We remembered how Americans defeated the 9/11 terrorists by not acting fearful and divided. To a large (through imperfect) degree, we were united and held our heads high together.

We heard someone say on a radio program Wednesday that if you worked above a certain floor of the World Trade Center’s twin towers when those planes hit, it didn’t matter which political party you voted for. The same was true if you were a firefighter or police officer at the scene.

Even here, far from Manhattan, people knew they were in the middle of something big, and that they were in it together. It was a good reason to forget about a lot of stuff that, when you think about it, is mostly petty.

It felt good to be united. The Saranac Lake Winter Carnival Committee quickly changed the theme for the February 2002 event to “United in the Mountains” — not as festive as the Mardi Gras theme they had previously planned, but more important.

Sales of U.S. flags and flag-related merchandise exploded, but we don’t remember people trying to prove they more patriotic than their neighbors. That wasn’t the point. That happens when patriotism is politicized, not when it arises from the heart as simple pride in one’s national community.

Yes, we remember division, too, such as a (mostly) quiet rise of Islamophobia, despite President George W. Bush’s insistence that these attacks were the work of militant extremists, not ordinary Muslims. Honestly, most Americans didn’t know much about Muslims before then.

There were also disagreements about how our nation should respond in terms of security, surveillance and military actions. While people generally united around airport security, despite the added hassle, they were more divided over the Patriot Act, which let the government peek into our private lives unnoticed.

And some actions most Americans united around didn’t turn out so well. The launch of the war in Afghanistan in 2001 was widely popular, and protests before the 2003 launch of the Iraq war went largely unheeded. It seems strange to think about that now, when the Iraq war is largely seen as an expensive, destabilizing mistake, and our government still can’t extricate our troops from Afghanistan.
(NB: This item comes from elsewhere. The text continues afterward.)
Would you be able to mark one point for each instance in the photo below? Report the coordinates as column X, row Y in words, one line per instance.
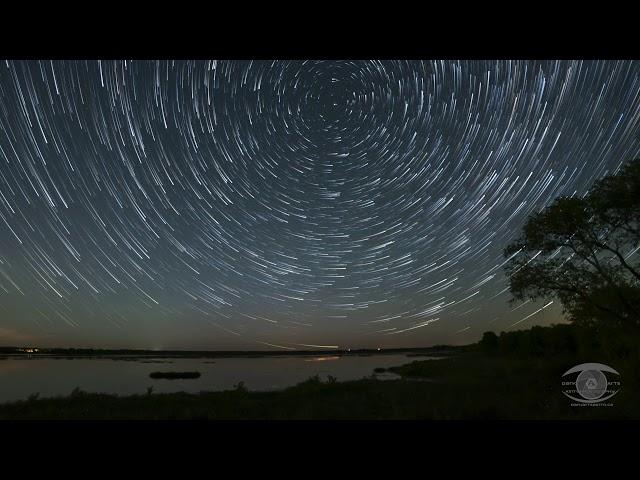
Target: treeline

These days, Americans are extremely divided, politically. People seem to get along somewhat better here in our small Adirondack towns, but still, it’s noticeably worse than it used to be.

We can blame those who intentionally wedged the rift open wider, such as Russian hackers and many of our own politicians — including our president. But we must also blame ourselves.

We know better.

Political camps have to do with what people think are the best tactics for running the government, but they have nothing to do with how we treat each other. We can be good to each other, listen to each other, respect each other and cheer each other on, regardless of politics.

It’s possible that people might unite in the wake of another attack or catastrophe, but it’s also possible that we wouldn’t. And do we really want to wait for that?

We know what to do.

Don’t wait for some political leader or pundit to tell you what to do. Do it anyway, even if it feels like you’re the only one. (You’re not.) Reach across the divide and look for common ground. Contain politics to their appropriate place, and forget about them when they’re not needed.

Start acting like a united people, not a nation with a paralyzed spirit.

We need each other, and we expect a time will come when we will need each other even more.